Disney’s 2-step technique transforms raw data into robot dance moves
Engineers at Disney Research have enabled robots to learn to dance by accessing unstructured motion data.
The team used a two-stage technique to control a character using the kinematic movement of the entire body.
First, they trained a variational autoencoder to create a latent spatial encoding by processing short motion segments from unstructured data. They then used this encoding to train a conditional policy that associates kinematic inputs with dynamics-aware outputs.
By separating these phases, the team improved the quality of latent codes and avoided problems such as mode collapse. They demonstrated the efficiency and robustness of the method in simulations and on a bipedal robot, successfully bringing dynamic motion to life.
Efficient movement training
Physics-based character animation has improved significantly in recent years through imitation-based reinforcement learning, which allows for accurate tracking of many skills. However, current methods fail to do this with just one strategy that can handle various dynamic raw movements while achieving full body control.
Learning-based character control methods have evolved significantly, especially in kinematic and physics-based motion synthesis. Kinematic approaches use compact motion representations or generative models to generate seamless and plausible motion, sometimes integrating physics engines to avoid artifacts.
Physics-based techniques based on deep reinforcement learning mainly focus on mimicking reference animations, but often require elaborate configurations for different skills. In this case, approaches use latent spaces to train policies while balancing data diversity and control accuracy. Nevertheless, this often requires custom setups or extensive retraining.
The Disney research team’s new technique efficiently trains a single guideline and provides robust, diverse and highly precise full-body control.
Dynamic control framework
The proposed method for controlling character motion consists of two parts. First, the Variational Autoencoder (VAE) is trained to generate a latent representation of motion from randomly selected short windows of data. This latent space captures essential motion features of a large and diverse collection of clips.
In the second phase, a reinforcement learning policy is trained that uses this latent code and current motion data to control the character, with the goal of achieving accurate tracking and smooth motion. The RL policy’s constraints on both the current kinematic state and the latent code help match new inputs with learned motions.
The authors pointed out that there are also rewards for tracking accuracy, survival and smoothness, as well as domain randomization to improve robustness and avoid overfitting. This method effectively handles unseen inputs and ensures high fidelity in motion control for both virtual and robot characters.
In addition, the technology can be effectively scaled with the variety of movements and training complexity, invisible dynamic movements can be precisely tracked and combined with common animation techniques.

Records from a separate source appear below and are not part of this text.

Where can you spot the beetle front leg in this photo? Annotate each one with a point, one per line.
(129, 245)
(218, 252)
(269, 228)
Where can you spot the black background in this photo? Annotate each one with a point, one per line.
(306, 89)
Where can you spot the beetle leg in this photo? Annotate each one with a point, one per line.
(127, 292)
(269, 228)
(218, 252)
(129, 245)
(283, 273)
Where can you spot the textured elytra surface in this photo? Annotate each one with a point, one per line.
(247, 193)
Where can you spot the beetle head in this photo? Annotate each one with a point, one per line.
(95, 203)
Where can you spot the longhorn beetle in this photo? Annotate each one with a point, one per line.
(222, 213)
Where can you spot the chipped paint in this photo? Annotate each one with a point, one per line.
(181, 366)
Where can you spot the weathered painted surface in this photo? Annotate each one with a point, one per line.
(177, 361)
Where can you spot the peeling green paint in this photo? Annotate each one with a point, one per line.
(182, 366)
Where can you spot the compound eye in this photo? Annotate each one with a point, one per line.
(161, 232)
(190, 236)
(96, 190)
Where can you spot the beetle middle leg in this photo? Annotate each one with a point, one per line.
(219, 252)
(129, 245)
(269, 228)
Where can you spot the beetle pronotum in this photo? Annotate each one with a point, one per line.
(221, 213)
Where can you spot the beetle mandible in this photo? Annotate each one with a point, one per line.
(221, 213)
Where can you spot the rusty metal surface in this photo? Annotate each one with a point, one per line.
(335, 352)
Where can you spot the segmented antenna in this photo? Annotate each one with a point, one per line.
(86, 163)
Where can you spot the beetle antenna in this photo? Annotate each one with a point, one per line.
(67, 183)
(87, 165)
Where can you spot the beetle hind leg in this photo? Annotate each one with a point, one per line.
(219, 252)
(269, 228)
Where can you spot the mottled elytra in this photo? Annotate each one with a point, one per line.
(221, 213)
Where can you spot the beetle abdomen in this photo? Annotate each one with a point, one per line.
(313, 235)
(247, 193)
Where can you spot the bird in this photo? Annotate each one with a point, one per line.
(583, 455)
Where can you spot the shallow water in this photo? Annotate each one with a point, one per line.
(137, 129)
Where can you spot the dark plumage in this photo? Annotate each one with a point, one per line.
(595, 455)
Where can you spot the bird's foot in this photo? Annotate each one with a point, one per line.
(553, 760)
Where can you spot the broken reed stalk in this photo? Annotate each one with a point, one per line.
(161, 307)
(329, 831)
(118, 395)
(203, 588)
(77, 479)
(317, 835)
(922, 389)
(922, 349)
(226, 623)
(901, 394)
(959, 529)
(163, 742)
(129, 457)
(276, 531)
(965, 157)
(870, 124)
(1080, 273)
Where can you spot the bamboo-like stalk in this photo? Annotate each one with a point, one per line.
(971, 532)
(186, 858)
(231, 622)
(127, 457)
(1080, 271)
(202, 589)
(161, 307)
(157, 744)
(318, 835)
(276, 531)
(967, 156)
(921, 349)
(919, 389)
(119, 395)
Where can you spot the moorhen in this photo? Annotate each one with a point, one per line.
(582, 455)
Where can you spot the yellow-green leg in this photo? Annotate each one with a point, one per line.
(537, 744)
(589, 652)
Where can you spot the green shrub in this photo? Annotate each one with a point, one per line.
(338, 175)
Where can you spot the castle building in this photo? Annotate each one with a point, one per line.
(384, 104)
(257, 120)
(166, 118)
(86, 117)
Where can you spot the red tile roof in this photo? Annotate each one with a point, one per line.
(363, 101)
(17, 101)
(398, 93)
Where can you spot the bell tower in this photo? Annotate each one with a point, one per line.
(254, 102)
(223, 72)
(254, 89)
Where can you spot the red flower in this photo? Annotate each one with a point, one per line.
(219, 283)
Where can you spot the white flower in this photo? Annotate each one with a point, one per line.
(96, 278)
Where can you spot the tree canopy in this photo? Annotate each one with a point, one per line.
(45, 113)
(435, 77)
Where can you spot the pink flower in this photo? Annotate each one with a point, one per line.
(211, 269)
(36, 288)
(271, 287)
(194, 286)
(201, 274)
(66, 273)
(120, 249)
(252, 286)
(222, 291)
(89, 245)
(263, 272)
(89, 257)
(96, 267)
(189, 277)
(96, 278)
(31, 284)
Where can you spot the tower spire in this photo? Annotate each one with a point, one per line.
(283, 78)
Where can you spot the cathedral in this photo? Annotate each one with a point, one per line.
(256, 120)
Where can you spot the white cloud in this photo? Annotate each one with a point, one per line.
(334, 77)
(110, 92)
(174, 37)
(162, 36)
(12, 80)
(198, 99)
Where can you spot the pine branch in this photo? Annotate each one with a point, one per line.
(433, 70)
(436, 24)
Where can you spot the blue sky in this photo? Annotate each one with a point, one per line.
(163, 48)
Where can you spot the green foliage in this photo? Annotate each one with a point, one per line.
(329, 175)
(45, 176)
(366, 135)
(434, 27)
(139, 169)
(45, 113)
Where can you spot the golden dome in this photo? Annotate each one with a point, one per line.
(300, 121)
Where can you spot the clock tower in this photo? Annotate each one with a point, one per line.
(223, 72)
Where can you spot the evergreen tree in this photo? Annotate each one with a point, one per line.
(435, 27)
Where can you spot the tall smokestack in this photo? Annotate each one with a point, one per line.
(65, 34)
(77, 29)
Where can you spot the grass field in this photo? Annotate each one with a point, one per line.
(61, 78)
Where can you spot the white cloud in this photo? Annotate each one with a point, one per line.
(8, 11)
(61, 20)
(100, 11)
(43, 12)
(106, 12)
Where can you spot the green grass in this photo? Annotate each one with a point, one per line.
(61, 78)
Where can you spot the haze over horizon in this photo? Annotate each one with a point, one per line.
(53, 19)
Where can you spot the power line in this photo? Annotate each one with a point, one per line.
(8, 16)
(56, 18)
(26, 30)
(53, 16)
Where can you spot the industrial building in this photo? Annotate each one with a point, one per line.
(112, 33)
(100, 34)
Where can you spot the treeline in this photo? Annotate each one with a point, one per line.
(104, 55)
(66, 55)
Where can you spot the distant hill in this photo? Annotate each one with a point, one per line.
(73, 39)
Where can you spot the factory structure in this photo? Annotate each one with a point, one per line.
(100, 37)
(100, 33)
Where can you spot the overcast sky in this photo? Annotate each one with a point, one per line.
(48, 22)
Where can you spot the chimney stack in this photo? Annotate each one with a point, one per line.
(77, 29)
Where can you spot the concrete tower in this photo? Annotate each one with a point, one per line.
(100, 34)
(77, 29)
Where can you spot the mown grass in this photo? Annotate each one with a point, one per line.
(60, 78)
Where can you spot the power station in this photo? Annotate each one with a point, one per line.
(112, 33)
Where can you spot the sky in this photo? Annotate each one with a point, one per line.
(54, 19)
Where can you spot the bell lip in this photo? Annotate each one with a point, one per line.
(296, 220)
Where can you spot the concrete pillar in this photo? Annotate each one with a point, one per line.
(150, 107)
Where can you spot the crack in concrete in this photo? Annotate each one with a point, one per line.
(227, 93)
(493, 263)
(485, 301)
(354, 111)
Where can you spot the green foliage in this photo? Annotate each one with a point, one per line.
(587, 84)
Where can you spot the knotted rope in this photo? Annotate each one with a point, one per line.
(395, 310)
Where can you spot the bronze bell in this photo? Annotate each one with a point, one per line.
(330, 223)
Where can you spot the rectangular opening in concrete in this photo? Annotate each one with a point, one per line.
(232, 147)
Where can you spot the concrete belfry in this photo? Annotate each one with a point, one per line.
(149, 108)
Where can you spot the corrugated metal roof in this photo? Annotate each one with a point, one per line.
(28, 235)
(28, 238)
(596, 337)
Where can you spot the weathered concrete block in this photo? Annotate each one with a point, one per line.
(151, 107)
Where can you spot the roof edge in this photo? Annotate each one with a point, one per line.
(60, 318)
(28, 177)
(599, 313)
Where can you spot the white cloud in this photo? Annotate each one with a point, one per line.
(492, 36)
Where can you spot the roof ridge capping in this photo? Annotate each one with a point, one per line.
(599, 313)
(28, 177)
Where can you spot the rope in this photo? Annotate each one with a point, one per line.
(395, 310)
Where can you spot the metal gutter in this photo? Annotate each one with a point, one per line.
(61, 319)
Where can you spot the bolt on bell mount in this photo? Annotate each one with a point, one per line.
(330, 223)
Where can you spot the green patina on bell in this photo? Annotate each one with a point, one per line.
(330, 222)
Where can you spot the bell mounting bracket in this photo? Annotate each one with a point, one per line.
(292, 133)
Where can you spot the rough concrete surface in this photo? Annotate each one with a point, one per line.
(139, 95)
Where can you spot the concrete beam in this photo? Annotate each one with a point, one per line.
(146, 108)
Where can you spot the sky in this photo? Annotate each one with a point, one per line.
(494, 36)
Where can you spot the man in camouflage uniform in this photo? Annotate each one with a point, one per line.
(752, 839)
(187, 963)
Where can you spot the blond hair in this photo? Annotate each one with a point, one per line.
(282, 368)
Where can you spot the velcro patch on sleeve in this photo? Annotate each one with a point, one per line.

Robust movement techniques
Researchers claim that demonstrations on virtual and physical humanoid characters show that this method robustly executes expressive movements even at the physical limits of the hardware.
Users can precisely control the characters’ movements using the kinematic motion interface, and the two-stage training method can handle a wide range of talents. The method is intended to be combined with different control modalities and generative tasks, but has not yet been directly tested.
However, there are problems with movements that require long-term planning, such as acrobatics, which may require more complex designs. Although the approach works well for tracking kinematic references, its generative potential is still unknown.
The researchers claim that by demonstrating expressive motion on robot hardware, this work brings together advances in computer graphics and robotics and suggests that self-supervised and RL techniques could lead to universal control policies.
ABOUT THE PUBLISHER
Jijo Malay Jijo is an automotive and business journalist based in India. He holds a BA in History (with distinction) from St. Stephen’s College, Delhi University and a PG Diploma in Journalism from the Indian Institute of Mass Communication, Delhi and has worked for news agencies, national newspapers and automotive magazines. In his free time, he enjoys off-roading, participating in political discussions, travelling and teaching languages.